GrSt als grundstücksbezogene Aufwendung
Zu den grundstücksbezogenen Aufwendungen, die nach dem gesetzestypischen Lastenverteilungssystem vom Vermieter/Verpächter zu tragen sind und unter die Hinzurechnung nach § 8 Nr. 1 Buchst. e GewStG fallen, gehört auch die auf den Mieter/Pächter überwälzte GrSt.
Zivilrechtlicher hat der Vermieter die auf der Mietsache ruhenden Lasten zu tragen (§ 535 Abs. 1 Satz 3 BGB). Das umfasst auch die GrSt. Schuldner der GrSt ist derjenige, dem das Grundstück bei der Feststellung des Einheitswerts zugerechnet ist (§ 10 Abs. 1 des GrStG). Das ist regelmäßig der Grundstückseigentümer (§ 39 Abs. 1 AO), d.h. der Vermieter/Verpächter. Allerdings kann die GrSt (wie im Streitfall) vertraglich überwälzt werden. In diesem Fall gehört auch die wirtschaftlich vom Mieter/Pächter getragene GrSt zu der von ihm nach § 535 Abs. 2 BGB zu entrichtenden Miete. Sie fließt damit in die nach § 8 Nr. 1 Buchst. e GewStG hinzuzurechnenden Miet-/Pachtzinsen ein.

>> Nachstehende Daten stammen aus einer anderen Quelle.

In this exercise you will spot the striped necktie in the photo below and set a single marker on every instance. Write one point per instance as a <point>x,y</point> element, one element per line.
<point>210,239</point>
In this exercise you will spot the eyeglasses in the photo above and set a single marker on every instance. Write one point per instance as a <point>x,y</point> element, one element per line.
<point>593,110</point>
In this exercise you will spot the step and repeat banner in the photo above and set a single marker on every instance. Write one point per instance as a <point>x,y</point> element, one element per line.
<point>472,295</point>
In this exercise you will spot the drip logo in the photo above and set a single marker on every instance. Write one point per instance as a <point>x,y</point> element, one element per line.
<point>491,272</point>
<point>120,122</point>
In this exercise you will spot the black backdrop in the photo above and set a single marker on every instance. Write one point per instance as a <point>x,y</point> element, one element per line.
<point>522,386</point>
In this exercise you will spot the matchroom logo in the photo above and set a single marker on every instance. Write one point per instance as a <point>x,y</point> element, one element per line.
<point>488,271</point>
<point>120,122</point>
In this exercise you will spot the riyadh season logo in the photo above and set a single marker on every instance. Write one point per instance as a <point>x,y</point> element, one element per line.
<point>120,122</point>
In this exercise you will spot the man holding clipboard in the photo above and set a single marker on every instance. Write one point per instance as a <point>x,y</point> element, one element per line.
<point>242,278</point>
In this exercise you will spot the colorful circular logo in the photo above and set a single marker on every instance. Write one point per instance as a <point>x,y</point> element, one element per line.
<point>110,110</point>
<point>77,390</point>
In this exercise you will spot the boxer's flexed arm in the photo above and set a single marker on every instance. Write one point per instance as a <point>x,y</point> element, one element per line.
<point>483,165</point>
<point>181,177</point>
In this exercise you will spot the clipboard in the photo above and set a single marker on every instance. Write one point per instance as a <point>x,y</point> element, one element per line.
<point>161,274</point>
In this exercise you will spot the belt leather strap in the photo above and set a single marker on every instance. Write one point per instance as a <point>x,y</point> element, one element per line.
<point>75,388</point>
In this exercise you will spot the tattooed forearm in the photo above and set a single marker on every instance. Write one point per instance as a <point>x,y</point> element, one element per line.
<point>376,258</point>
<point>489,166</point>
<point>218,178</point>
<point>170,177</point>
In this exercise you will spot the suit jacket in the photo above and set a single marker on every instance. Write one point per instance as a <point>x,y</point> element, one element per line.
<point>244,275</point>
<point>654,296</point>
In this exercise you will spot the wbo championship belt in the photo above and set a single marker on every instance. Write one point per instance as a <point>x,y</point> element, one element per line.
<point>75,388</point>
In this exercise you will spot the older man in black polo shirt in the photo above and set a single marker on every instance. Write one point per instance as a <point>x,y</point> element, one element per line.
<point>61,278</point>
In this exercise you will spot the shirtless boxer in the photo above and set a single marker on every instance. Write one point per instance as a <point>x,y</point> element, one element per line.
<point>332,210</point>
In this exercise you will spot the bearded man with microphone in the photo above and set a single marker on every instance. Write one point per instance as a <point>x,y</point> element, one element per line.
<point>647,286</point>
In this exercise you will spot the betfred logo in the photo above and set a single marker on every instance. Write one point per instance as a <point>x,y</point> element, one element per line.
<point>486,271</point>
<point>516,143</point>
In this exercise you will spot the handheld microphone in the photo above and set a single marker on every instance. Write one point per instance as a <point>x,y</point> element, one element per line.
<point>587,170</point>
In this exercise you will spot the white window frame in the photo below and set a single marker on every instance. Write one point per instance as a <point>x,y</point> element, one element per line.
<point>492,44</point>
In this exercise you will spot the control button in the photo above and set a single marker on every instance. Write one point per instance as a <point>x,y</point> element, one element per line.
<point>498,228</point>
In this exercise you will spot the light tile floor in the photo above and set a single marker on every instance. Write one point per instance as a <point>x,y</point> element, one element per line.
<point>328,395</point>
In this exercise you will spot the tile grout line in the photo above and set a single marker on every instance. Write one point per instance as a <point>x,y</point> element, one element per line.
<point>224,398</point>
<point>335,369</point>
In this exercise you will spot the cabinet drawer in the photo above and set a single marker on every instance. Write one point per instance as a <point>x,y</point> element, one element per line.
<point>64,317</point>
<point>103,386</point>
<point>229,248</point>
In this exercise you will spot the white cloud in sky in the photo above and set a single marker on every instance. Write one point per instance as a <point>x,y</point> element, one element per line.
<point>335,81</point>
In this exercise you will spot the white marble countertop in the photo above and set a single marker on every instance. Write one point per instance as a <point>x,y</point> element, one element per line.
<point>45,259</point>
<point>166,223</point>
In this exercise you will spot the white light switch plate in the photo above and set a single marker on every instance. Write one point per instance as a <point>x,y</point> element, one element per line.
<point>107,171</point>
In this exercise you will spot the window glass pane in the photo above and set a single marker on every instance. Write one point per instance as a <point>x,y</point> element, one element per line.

Keine gleichheitswidrige Besteuerung
Die Rechtsansicht des FG, die Hinzurechnung der umgelegten GrSt sei nicht gerechtfertigt, weil die GmbH dadurch höher besteuert werde als ein vergleichbarer Gewerbetreibender, der mit eigenem Sachkapital wirtschafte und die GrSt ertragsmindernd geltend machen könne, führt zu keiner anderen Beurteilung. Der Mieter/Pächter von Grundbesitz kann einer höheren GewSt-Belastung unterliegen als ein vergleichbarer Gewerbetreibender, der mit eigenem Grundbesitz wirtschaftet. Darin liegt kein Gleichheitsverstoß (BFH v. 14.6.2018, III R 35/15, BStBl II 2018 S. 662, und v. 18.12.2019, III R 33/17, BFH/NV 2020 S. 781).
Objektsteuercharakter der GewSt
Die unterschiedliche Belastung ist in der Ausgestaltung der GewSt als Objektsteuer begründet. Die GewSt ist in ihrer Grundstruktur und herkömmlichen Ausgestaltung verfassungsrechtlich gerechtfertigt (BVerfG v. 15.1.2008, 1 BvL 2/04, BVerfGE 120, 1, und v. 15.2.2016, 1 BvL 8/12, BStBl II 2016 S. 557).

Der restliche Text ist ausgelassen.